There are a number of benefits that Highmark customers enjoy. One main benefit is the flexibility of the programs. Highmark Blue Shield allows customers to obtain coverage that truly meets their needs in an affordable way. For example, customers that prefer to obtain coverage for a specific doctor not originally covered by Highmark, may obtain a Preferred-Provider Plan. Customers that rarely fall ill may obtain a plan with a higher deductible, in order to lower their monthly premiums. Additionally, Highmark Blue Shield has specialized programs for those unable to obtain health insurance due to a pre-existing condition, have an uninsured child, or only require temporary coverage. Highmark is committed to working with every customer and fully meeting their individual health insurance needs.

Highmark Blue Shield also offers coverage on a wide variety of prescription drugs, for both medicare and non-medicare eligible recipients. As the cost of prescription drugs may be overwhelming for some, this is an important consideration when choosing Highmark, or any other health insurance provider. Fortunately, Highmark customers that select a pharmacy within the Highmark network will only be responsible for 10% of the cost of prescription medications, after meeting a $100 drug deductible. Additionally, customers may enjoy coverage of up to $50,000 a year on prescription medications.

How To Choose A Highmark Blue Shield Insurance Program:

Highmark Blue Shield offers programs that vary in their deductibles, co-payments, coverage limitations, services that will be covered, covered physicians, and the percentage of covered services that the plan will pay. When choosing a health insurance plan, it is important to consider all of these factors, as well as your individual budget.

Highmark Blue Shield currently offers Preferred Provider Organization, or PPO plans, that offer customers up to $1,000,000 of coverage a year or $5,000,000 over a lifetime. When a customer chooses a health care provider within the Highmark network, he or she will enjoy a co-payment of only 10% once the plans deductible has been met. However, if a customer chooses a primary care physician outside of the Highmark network, he or she will be responsible for co-payments of 30% of the cost of health care, once their deductible has been met.

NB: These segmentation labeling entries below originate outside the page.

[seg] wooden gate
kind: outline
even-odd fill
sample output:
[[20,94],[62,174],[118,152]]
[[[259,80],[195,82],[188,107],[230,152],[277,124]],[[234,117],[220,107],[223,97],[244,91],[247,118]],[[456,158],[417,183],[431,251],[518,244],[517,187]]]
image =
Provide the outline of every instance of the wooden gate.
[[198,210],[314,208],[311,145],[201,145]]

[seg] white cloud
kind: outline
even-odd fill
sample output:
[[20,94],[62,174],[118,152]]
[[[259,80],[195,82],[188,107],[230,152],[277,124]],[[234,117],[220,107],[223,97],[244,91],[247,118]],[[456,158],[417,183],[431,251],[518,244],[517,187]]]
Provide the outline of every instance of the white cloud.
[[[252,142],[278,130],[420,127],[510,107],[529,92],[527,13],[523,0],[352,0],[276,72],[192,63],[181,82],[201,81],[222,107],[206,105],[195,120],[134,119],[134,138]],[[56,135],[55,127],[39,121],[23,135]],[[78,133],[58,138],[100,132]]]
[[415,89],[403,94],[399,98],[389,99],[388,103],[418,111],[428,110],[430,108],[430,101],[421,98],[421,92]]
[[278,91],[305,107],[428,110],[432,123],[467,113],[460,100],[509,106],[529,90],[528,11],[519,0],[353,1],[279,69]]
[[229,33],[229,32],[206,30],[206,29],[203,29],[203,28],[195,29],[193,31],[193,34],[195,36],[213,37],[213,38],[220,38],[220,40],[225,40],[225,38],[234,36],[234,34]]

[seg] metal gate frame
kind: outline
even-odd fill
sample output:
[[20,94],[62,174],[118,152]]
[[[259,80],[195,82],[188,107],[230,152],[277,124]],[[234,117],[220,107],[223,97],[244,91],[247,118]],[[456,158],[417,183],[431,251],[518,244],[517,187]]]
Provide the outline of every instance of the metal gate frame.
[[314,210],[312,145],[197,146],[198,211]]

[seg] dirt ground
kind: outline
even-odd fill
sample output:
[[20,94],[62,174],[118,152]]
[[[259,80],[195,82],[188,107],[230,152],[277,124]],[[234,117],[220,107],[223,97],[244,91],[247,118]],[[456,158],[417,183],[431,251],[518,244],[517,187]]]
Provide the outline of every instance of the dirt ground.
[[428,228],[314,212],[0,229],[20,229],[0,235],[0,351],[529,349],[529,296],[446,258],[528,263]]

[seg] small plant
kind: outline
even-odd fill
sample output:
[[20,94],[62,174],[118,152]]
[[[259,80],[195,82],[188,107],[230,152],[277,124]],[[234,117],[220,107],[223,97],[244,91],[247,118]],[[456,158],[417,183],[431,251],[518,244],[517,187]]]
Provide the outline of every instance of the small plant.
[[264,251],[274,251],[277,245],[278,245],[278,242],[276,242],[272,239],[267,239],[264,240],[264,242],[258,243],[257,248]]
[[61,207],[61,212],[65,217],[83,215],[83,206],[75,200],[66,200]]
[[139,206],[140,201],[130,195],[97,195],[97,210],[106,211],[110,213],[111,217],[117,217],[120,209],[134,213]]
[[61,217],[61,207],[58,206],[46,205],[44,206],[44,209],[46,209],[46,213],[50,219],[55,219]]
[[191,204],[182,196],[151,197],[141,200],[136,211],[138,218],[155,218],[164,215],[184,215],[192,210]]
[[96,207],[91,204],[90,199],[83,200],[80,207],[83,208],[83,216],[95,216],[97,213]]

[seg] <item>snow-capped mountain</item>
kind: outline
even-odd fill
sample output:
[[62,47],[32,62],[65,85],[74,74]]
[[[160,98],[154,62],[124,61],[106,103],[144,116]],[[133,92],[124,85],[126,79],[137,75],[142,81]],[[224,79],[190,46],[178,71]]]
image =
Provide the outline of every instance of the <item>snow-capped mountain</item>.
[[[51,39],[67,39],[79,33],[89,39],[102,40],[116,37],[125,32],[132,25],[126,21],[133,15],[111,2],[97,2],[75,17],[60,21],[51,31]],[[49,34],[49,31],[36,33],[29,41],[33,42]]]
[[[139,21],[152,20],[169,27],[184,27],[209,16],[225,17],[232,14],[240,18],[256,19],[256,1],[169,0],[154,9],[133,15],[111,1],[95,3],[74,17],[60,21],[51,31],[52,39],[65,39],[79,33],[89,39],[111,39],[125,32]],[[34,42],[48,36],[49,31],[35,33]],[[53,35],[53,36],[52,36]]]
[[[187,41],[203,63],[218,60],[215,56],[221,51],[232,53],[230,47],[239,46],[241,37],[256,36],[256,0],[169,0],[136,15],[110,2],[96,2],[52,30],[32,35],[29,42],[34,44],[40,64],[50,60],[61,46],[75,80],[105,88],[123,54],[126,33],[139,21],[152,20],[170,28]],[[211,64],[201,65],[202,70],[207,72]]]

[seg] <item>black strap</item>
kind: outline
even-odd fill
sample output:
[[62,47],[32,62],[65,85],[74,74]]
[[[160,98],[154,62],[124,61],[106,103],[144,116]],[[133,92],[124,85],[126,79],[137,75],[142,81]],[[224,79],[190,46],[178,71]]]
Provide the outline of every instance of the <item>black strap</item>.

Highmark customers that select a hospital within the Highmark network will also only be responsible for co-payments of 10% the cost of hospital stays, once they have met their deductible and have gotten authorization. If a hospital is chosen outside of the Highmark Blue Shield network, Highmark will still pay 70% of the cost of a hospital stay, after the customer has met their deductible.

Highmark also offers customers a number of different deductible options to choose from. Indivuidals may choose deductibles of either $1,200, $2,600, and $3,500, while family deductibles range from $2,400, $5,200, and $7,000. This gives customers the flexibility of choosing a deductible that makes sense for them, while providing a monthly premium that fits into their budget. This level of flexibility in coverage, range of price options, and great customer service is what makes Highmark Blue Shield not only one of the largest health insurance providers, but one of the most highly regarded as well.